How We Worship
In our worship, God’s Word is primary. We commit ourselves to reading God’s Word, proclaiming God’s Word, singing God’s Word, and sacramentally observing God’s Word.
We devote time to the public reading of holy Scripture out of the Authorized Version, one chapter from the Old Testament and one from the New. This is a tragically neglected element of worship in modern Christianity and one that ought to be central in public worship (Neh. 8, 1 Tim. 4:13).
Our sermons are generally expository, sequentially studying a book of the Bible, verse by verse. This has often been called the practice of lectio continua in the history of the Church. It binds the preacher to study each verse in context, to find the grammatical and historical meaning. It keeps him from the danger of reading into the text what he wants and requires him to speak the whole counsel of God to the people of God. We cannot cheapen God’s Word by ‘cherry picking’ what we like and leaving the rest.
All faithful preaching should be faithful to the text, sound in doctrine, and applicatory, touching the hearts and lives of God’s people. We embrace the godly ‘experimental’ or ‘experiential’ tradition of our Presbyterian and Puritan forbears. We aim for conversion and true godliness in heart and life.
We sing the psalms out of the 1650 Psalter without musical accompaniment in the worship of God. This simple liturgy was the universal practice of the old Pilgrim and Puritan churches of New England. We believe this practice to be agreeable to the teachings of God’s Word, where we are taught that God only approves of worship that He has clearly commanded in Scripture. We may not invent or borrow our worship practices from the heathen (Deut. 12:28-32). This is also called the ‘regulative principle of worship.’
We believe in the Sabbath, a day wholly dedicated to the Lord for public and private worship as congregations, as families, and private believers. It is not to be abused by unnecessary work or frittered away in common recreations that are allowable on other days. Our Lord tells us to “call the Sabbath a delight, the holy of the LORD, honorable” (Isa. 58:13-14). As our Lord rose from the dead on the first day of the week, and as the apostles set an example for worshipping on that day, we believe that the Lord has shifted the Sabbath to the first day of the week, fittingly naming it the “Lord’s day” (Rev. 1:10).
Outside the church gatherings, we encourage ‘family worship.’ Abraham commanded his children after him (Gen. 18:19), Joshua led his family in religion (Josh. 24:15), and Moses taught all Hebrew parents, and especially fathers, to teach their households in the way of the Lord (Deut. 6:6-7). We counsel every family to gather daily to read Scripture, sing psalms, and pray together.
Finally, our congregations seek to observe the sacraments as the Lord has delivered them to us. These are God’s visible Word, which signify and seal Christ and His benefits to the elect.
Our congregations usually celebrate the Lord's Supper two to four times a year. On the preceding Lord’s day, we have a ‘preparatory’ service, where members are urged to examine and prepare their hearts for the sacrament. At the observance, we invite the ‘communicants’ to a common table at the front of the church. The celebration involves a shared loaf of broken bread, as well as a common cup of wine. Both are distributed in turn to each member seated at the table.

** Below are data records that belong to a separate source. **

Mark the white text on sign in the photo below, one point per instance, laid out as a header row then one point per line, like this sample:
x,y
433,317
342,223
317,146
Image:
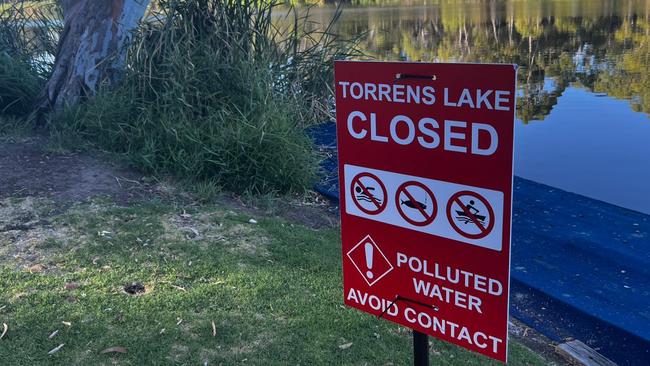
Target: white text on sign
x,y
467,214
431,132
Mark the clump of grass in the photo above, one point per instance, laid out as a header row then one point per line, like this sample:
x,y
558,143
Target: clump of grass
x,y
216,91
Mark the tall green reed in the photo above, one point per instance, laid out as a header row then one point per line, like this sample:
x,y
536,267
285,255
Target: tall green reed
x,y
218,91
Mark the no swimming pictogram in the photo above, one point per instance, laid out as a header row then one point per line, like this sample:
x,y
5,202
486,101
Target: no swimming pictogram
x,y
368,193
416,203
470,214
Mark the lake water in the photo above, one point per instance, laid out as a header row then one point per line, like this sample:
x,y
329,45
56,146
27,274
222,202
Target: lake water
x,y
584,78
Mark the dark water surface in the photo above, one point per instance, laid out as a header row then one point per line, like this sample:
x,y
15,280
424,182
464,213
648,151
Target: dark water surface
x,y
584,79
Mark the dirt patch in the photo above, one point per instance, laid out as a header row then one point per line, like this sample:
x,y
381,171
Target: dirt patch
x,y
28,169
28,239
208,228
311,210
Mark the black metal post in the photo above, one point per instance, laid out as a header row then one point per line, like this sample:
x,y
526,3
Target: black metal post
x,y
420,349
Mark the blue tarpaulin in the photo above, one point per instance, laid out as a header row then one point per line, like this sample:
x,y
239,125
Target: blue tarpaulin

All those who are full members in good standing of this or any other congregation of the Presbyterian Reformed Church are welcome to celebrate the Lord’s Supper with us. Members of other churches that confess the same Gospel and who visit with the elders in advance are also welcomed to participate. This practice is often called ‘close communion.’ It aims to welcome any and all true believers to partake of their Lord’s feast of love, yet it is concerned not to allow those who are ignorant of the Gospel, who live in an openly non-Christian manner, or who are not under the care and oversight of a local church.

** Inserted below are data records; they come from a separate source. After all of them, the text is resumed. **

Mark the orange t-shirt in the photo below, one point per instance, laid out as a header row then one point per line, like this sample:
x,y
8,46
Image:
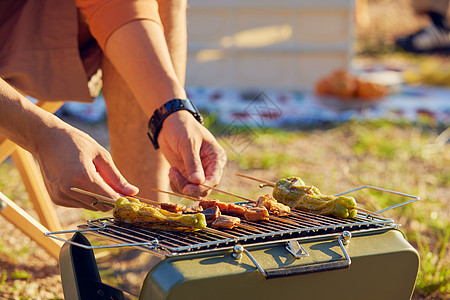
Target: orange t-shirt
x,y
39,50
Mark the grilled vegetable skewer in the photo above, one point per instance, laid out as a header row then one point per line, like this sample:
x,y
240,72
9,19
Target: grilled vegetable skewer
x,y
286,210
315,191
129,210
293,192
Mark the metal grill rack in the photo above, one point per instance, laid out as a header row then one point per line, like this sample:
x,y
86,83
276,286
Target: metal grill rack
x,y
171,243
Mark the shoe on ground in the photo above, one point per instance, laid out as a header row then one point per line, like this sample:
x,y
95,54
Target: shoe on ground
x,y
428,40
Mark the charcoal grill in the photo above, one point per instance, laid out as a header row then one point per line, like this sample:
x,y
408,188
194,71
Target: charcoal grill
x,y
321,257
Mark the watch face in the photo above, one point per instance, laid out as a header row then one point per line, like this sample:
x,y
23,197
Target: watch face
x,y
156,121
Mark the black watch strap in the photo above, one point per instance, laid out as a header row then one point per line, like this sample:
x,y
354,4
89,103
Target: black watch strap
x,y
156,121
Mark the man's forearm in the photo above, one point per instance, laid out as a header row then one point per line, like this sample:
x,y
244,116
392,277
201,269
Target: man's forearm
x,y
20,120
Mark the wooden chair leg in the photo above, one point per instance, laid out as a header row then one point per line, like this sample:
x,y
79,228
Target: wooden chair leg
x,y
34,184
28,225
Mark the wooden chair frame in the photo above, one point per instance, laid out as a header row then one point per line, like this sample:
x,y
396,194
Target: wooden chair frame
x,y
39,197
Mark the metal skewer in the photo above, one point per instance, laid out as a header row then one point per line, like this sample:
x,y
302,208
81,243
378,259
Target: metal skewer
x,y
104,198
251,200
266,182
248,227
177,195
269,183
152,202
110,200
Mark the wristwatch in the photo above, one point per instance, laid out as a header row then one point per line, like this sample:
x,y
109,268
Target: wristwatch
x,y
156,121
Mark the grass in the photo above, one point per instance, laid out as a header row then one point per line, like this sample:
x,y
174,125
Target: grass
x,y
403,157
408,158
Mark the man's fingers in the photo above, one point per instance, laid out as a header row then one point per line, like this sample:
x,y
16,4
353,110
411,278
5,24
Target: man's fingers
x,y
111,175
193,165
177,180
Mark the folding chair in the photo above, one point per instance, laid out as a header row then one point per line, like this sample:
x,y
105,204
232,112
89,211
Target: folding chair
x,y
39,197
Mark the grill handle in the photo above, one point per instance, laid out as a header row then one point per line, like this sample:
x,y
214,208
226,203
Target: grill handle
x,y
343,240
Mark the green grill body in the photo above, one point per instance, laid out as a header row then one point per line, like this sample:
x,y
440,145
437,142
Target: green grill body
x,y
383,266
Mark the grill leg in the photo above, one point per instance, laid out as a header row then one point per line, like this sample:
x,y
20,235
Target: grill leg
x,y
79,273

As for baptism, we baptize any outsiders who give clear evidence of personal faith and repentance. However, we also believe in ‘household baptism,’ that families of one or more believing heads of households should also be baptized. The New Testament gives us three examples of this kind of baptism (1 Cor. 1:16, Acts 16:15 & 33). The principle of including dependents of believers in the Church of God reaches back into the Old Testament. It is also why, by extension, we baptize the newborn infants of believers, just as Hebrews circumcised their male newborns.
Baptized children of the church, while not eligible to come to the Lord’s Supper until they are of age and give a credible profession of their own faith, are like all other visitors asked to be witnesses to the celebration and are urged to seek Christ (1 Cor. 11:28). Any baptized members or regular visitors interested in joining the church are encouraged to speak with the minister to arrange a season of instruction in the basics of the Christian faith and the benefits and responsibilities of membership.